The Ehlers-Danlos syndrome (EDS) is a heterogeneous group of disorders characterized clinically by joint hypermobility, skin fragility and hyperextensibility and other signs of connective tissue involvement. At least ten different subtypes of EDS have been classified based on genetic, biochemical, and clinical characteristics. The type VI variant of EDS is a recessively inherited connective-tissue disorder with specific features such as muscular hypotonia, kyphoscoliosis, and ocular manifestations (Krane 1984, Steinmann et al. 1993, Yeowell & Pinnell 1993, Byers 1994, Kivirikko & Pihlajaniemi 1998). Patients with EDS VI are biochemically divided into two subclasses: those with a low LH1 activity classified as EDS VIA (Krane et al. 1972, Pinnell et al. 1972, Sussman et al. 1974, Steinmann et al. 1975, Chamson et al. 1987, Wenstrup et al. 1989), and those with normal LH1 activity classified as EDS VIB (Judisch et al. 1976, Ihme et al. 1983, Royce et al. 1989, Steinmann et al. 1993).
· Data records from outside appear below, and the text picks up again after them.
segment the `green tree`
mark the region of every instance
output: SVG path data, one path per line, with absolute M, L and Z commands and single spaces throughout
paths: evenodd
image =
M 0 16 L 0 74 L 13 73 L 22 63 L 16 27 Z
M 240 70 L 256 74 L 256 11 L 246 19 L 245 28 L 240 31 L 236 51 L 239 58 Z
Molecular cloning of the human LH1 has made it possible to characterize mutations responsible for this disorder in detail (Yeowell & Walker 2000). The first mutation leading to a deficiency in LH1 activity in EDS VI patients was reported by Hyland and his coworkers (Hyland et al. 1992). Two patients in a family had a homozygous single base substitution in the LH1 gene that converted the CGA codon for Arg319 to a translation termination codon TGA (R319X). The parents and three healthy siblings of the patients were found to be heterozygous carriers of the same mutation (Hyland et al. 1992). The most common mutation seems to be a large seven exon duplication resulting from recombination of Alu-sequences in the LH1 gene. This has been found in approximately 19% of 35 EDS VI families studied (Hautala et al. 1993, Pousi et al. 1994, Heikkinen et al. 1997). Three other mutations have been shown to occur in more than one unrelated EDS VI patient. These include the Y511X mutation in exon 14 (Yeowell & Walker 1997, Walker et al. 1999, Yeowell & Walker 1999b, Pousi et al. 2000), the 15-bp deletion in exon 11 (Yeowell et al. 2000a), and the Q327X mutation in exon 10 (Yeowell et al. 2000b). Other mutations identified so far include Y142X, R670X, the insertion of a single C nucleotide in exon 16 (Yeowell et al. 2000b), a homozygous splice-site mutation that induces the skipping of exon 9 (Pajunen et al. 1998), and some compound heterozygous mutations, for example, a point mutation (exon 19) and a triplet deletion (exon 15) in the two alleles (Ha et al. 1994), a deletion of exon 17 in one allele and a splicing defect resulting in the skipping of exon 16 in the other allele (Pousi et al. 1998), a point mutation in exon 17 of one allele and an unidentified mutation in the other allele (Brinckmann et al. 1998), a nucleotide deletion in the acceptor splice site of intron 4 in one allele, and an insertion of a C nucleotide in exon 2 of the other allele (Heikkinen et al. 1999).